Asthma is an allergic inflammation of the lungs, which hinders the passage of air through the airways, and thus the individual’s breathing.
This problem is chronic and has no cure but can be controlled with proper monitoring and a specific medication prescribed by the doctor.
If you suffer from asthma and are pregnant, then you will be able to know the treatment of asthma in pregnancy.
Treatment of Asthma in Pregnancy
One of the concerns of pregnant women with asthma is knowing what they can do to control their problem during pregnancy.
However, as the medications used in asthma do not have a detrimental effect on the development of the baby, the treatment of asthma in pregnancy remains the same as before.
It is however important to consult your obstetrician or doctor accompanying your asthma problem.
The treatment of asthma during pregnancy is thus the maintenance of the usual medication and its doses. However, it is recommended at this stage to avoid over-taking of medicines for asthma.
Therefore, to prevent its use, you should seek to avoid contact with substances that activate your allergic reaction.
Each case is a case, with the most common allergens being the hairs of cats and dogs, dust, pollen grains, and even intense perfumes.
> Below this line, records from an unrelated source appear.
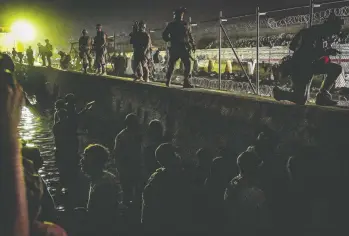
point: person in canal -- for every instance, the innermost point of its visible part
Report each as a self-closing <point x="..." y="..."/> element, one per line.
<point x="127" y="155"/>
<point x="85" y="46"/>
<point x="105" y="195"/>
<point x="30" y="56"/>
<point x="100" y="46"/>
<point x="48" y="52"/>
<point x="312" y="57"/>
<point x="178" y="33"/>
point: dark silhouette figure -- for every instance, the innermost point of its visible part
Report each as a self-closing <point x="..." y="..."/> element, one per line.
<point x="14" y="54"/>
<point x="65" y="60"/>
<point x="41" y="50"/>
<point x="127" y="154"/>
<point x="178" y="32"/>
<point x="141" y="45"/>
<point x="48" y="52"/>
<point x="311" y="57"/>
<point x="155" y="138"/>
<point x="100" y="46"/>
<point x="246" y="208"/>
<point x="48" y="208"/>
<point x="85" y="46"/>
<point x="30" y="56"/>
<point x="105" y="193"/>
<point x="167" y="196"/>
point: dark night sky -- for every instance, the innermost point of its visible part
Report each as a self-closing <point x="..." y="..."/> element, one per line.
<point x="65" y="18"/>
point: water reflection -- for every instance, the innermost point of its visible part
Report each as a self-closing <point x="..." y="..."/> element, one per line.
<point x="37" y="132"/>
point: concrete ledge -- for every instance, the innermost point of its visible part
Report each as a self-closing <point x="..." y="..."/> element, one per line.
<point x="195" y="117"/>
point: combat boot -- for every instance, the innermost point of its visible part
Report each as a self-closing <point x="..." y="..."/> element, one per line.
<point x="324" y="98"/>
<point x="187" y="84"/>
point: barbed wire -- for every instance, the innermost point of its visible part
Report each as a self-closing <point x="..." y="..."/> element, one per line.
<point x="318" y="17"/>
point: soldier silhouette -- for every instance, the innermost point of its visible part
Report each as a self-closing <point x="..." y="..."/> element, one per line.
<point x="100" y="44"/>
<point x="311" y="57"/>
<point x="178" y="33"/>
<point x="141" y="44"/>
<point x="85" y="46"/>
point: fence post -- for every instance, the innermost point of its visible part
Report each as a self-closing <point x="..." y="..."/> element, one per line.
<point x="220" y="51"/>
<point x="257" y="51"/>
<point x="311" y="13"/>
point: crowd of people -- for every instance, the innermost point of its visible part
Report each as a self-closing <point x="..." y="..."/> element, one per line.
<point x="143" y="185"/>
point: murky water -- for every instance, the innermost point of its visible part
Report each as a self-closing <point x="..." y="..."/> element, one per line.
<point x="37" y="131"/>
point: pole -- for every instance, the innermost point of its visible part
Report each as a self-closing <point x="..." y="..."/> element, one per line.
<point x="114" y="42"/>
<point x="220" y="51"/>
<point x="257" y="51"/>
<point x="311" y="13"/>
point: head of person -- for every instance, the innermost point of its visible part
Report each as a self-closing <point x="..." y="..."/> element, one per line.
<point x="205" y="157"/>
<point x="84" y="32"/>
<point x="167" y="157"/>
<point x="62" y="115"/>
<point x="94" y="160"/>
<point x="34" y="155"/>
<point x="70" y="100"/>
<point x="333" y="24"/>
<point x="142" y="26"/>
<point x="155" y="130"/>
<point x="265" y="144"/>
<point x="249" y="163"/>
<point x="178" y="14"/>
<point x="59" y="104"/>
<point x="99" y="28"/>
<point x="131" y="122"/>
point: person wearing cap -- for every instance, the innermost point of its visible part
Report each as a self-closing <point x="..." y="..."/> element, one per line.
<point x="30" y="56"/>
<point x="85" y="46"/>
<point x="178" y="33"/>
<point x="246" y="207"/>
<point x="312" y="57"/>
<point x="100" y="46"/>
<point x="167" y="200"/>
<point x="141" y="45"/>
<point x="48" y="52"/>
<point x="41" y="53"/>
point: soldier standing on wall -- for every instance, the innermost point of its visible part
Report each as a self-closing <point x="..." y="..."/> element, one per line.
<point x="178" y="33"/>
<point x="85" y="45"/>
<point x="100" y="44"/>
<point x="30" y="56"/>
<point x="41" y="54"/>
<point x="48" y="52"/>
<point x="312" y="56"/>
<point x="141" y="44"/>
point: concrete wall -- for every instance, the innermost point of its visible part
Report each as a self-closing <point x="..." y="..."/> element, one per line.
<point x="197" y="118"/>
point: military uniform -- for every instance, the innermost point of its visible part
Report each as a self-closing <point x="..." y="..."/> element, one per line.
<point x="85" y="45"/>
<point x="311" y="57"/>
<point x="100" y="44"/>
<point x="178" y="33"/>
<point x="30" y="56"/>
<point x="141" y="44"/>
<point x="48" y="52"/>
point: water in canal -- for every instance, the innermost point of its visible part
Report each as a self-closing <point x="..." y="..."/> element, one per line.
<point x="37" y="131"/>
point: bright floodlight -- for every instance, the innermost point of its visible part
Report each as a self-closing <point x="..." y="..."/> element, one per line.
<point x="23" y="31"/>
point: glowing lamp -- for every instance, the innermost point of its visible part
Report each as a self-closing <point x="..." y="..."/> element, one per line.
<point x="23" y="31"/>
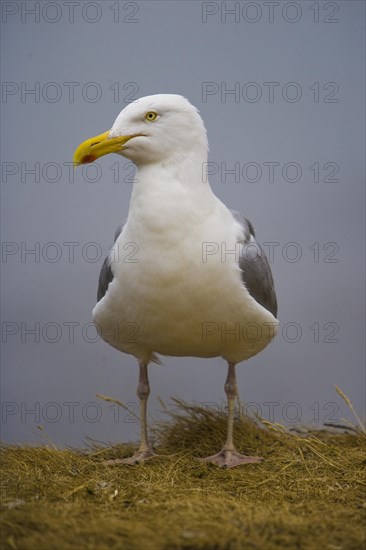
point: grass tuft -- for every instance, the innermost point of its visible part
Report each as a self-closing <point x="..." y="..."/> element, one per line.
<point x="308" y="493"/>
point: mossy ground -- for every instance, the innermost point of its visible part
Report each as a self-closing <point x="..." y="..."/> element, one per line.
<point x="309" y="493"/>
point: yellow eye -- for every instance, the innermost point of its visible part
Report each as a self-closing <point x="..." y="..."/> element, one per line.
<point x="151" y="116"/>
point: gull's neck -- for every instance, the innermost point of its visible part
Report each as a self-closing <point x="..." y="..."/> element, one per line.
<point x="173" y="192"/>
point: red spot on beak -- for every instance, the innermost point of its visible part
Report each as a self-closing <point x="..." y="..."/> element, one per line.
<point x="88" y="158"/>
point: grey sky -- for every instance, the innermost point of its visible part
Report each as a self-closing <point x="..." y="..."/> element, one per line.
<point x="295" y="112"/>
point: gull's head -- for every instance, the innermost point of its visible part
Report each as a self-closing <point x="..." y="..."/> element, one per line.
<point x="154" y="129"/>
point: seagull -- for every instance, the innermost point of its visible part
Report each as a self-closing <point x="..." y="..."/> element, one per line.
<point x="185" y="276"/>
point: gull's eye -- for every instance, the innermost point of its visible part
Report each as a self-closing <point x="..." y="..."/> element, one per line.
<point x="151" y="116"/>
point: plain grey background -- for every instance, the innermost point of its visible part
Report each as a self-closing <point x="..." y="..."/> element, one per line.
<point x="297" y="71"/>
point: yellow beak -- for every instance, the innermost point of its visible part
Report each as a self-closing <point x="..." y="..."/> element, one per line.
<point x="96" y="147"/>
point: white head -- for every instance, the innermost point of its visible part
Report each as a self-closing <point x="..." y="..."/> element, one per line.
<point x="154" y="129"/>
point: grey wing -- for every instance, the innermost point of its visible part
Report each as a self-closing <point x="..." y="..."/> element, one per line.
<point x="106" y="275"/>
<point x="256" y="271"/>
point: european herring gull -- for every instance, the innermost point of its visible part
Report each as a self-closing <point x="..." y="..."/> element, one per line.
<point x="185" y="276"/>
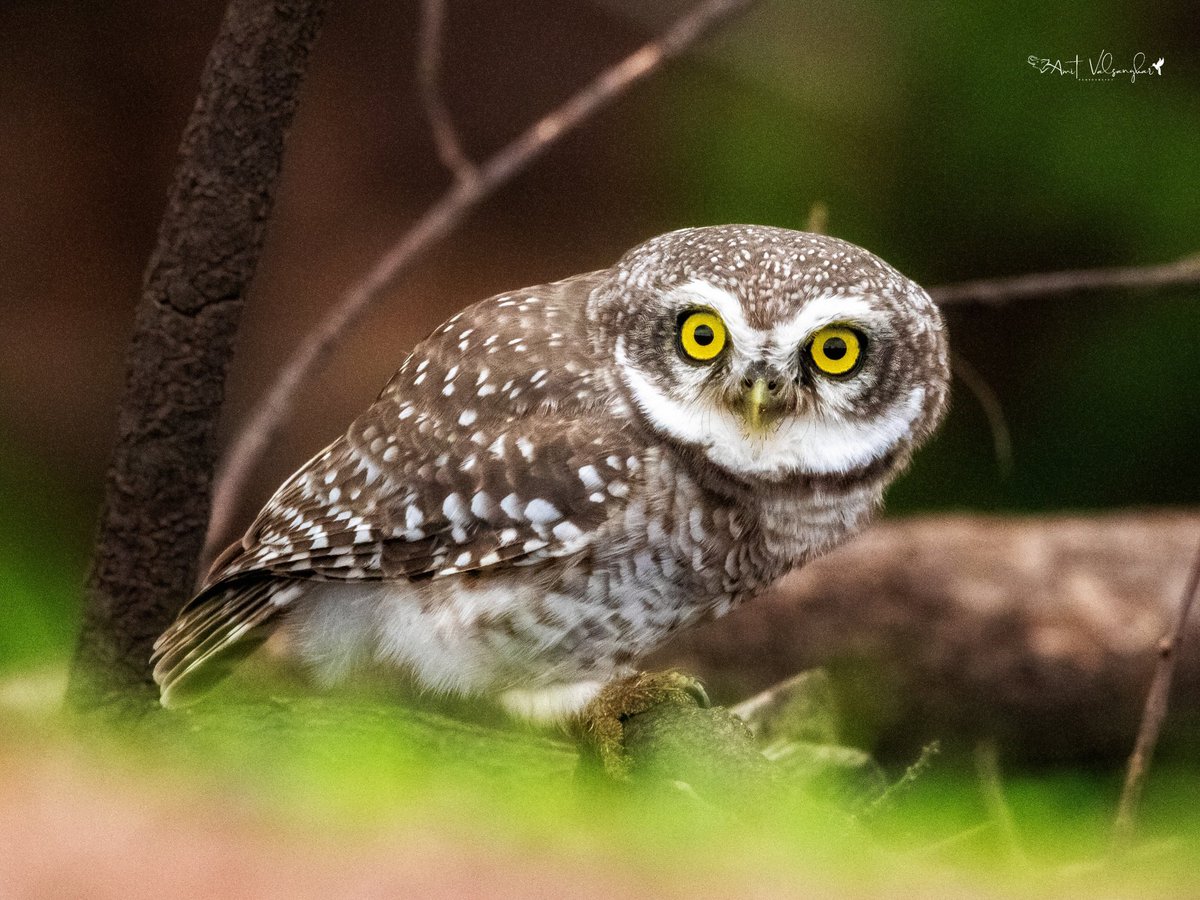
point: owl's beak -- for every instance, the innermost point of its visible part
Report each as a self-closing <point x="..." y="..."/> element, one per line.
<point x="760" y="403"/>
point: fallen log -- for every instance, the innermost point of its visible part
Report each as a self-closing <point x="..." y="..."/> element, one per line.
<point x="1038" y="633"/>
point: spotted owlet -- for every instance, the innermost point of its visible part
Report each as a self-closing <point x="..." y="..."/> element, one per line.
<point x="559" y="478"/>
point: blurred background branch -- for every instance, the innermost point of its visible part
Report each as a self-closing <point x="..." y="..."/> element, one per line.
<point x="1001" y="291"/>
<point x="1153" y="714"/>
<point x="429" y="79"/>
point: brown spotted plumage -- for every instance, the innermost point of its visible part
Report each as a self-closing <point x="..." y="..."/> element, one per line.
<point x="550" y="485"/>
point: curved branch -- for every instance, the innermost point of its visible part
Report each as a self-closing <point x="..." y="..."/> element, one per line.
<point x="269" y="414"/>
<point x="994" y="292"/>
<point x="1153" y="714"/>
<point x="429" y="73"/>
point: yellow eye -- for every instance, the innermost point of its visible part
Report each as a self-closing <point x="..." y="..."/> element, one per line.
<point x="701" y="335"/>
<point x="835" y="349"/>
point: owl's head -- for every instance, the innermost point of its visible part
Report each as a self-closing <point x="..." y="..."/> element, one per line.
<point x="774" y="353"/>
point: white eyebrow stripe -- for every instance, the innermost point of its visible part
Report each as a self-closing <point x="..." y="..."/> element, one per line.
<point x="747" y="340"/>
<point x="819" y="312"/>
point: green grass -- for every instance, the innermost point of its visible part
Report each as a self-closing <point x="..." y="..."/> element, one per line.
<point x="349" y="768"/>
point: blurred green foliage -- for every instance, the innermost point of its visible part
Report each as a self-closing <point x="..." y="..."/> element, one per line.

In the treatment of asthma in pregnancy there is however something that can be done differently, such as performing a spirometry exam in each trimester of gestation.
This exam aims to analyze the respiratory capacity of the pregnant woman, being only requested when the obstetrician doctor thinks it necessary.
If you do not properly treat your asthma problem, you may increase the risk of developing various problems in your baby. Check out:
- poor growth of the fetus;
- premature birth;
- birth weight below normal;
- vaginal bleeding;
- pre-eclampsia or eclampsia;
- vomiting and nausea.
If you are pregnant and have no history of asthma but have shortness of breath, this does not mean that you have developed an asthma attack.
Shortness of breath in pregnancy is common in late gestation, and is usually associated with the smaller space available for the lung to expand, thereby bringing less air into the inspiration.